My granddaughter was playing on the floor in front of me as I watched her from my armchair. She may have been about five at the time. Suddenly she stopped what she was doing and her expression became serious. She looked up and said “I care about you!” I don’t know what prompted her words but it was especially remarkable as we were separated by many miles and seldom were together.
This moment in time meant a lot to me. As Valentine’s Day draws near, we are reminded to let the people in our lives know that they are loved.
When I was growing up, family was important. We celebrated life which included a heritage rich with tradition. When February 14 came into view my oldest sister made a batch of fudge. She cut it into chunks and filled a large, red, heart shaped cardboard box which she presented to our father each year as a token of her love and respect. (You may be sure he had help disposing of the contents!)

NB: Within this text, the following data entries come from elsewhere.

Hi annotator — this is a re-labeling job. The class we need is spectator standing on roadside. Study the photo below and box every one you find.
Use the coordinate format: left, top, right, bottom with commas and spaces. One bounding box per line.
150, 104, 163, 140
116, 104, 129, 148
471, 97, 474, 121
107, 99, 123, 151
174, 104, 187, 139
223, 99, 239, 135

In the evening my two older sisters and I would be having supper with our parents. There would be a knock on the door. One of us would check to see who was there. No one was in sight, but there in the doorway was a package wrapped in white tissue paper, tied with a red satin ribbon and decorated with a red heart cut out of construction paper. On the heart was a name of one of us girls. The package usually consisted of wearing apparel, a blouse, sweater or scarf. There followed two more knocks on the door and two more mysterious packages. The “ghost of St. Valentine” remembered all three of us. Of course we knew it was our mother leaving the gifts but this was a game we played each year.
At school the girls wrote their names on scraps of paper and dropped them in a box. The boys each drew a name from the box and sent a Valentine to the girl whose name was retrieved. Sending and receiving Valentines with family and friends provided us with entertainment, surprise and delight.
Among my memoires are a collection of Valentines exchanged between my husband and me over our 53 years together. Some are hilariously funny. Others poignant and profoundly thoughtful.
We are indebted to Elizabeth Barrett Browning who wrote, “How do I love thee? Let me count the ways. I love thee to the depth and breadth and height my soul can reach, when feeling out of sight for the ends of being and ideal grace. I love thee to the level of every day’s most quiet need by sun and candle-light.”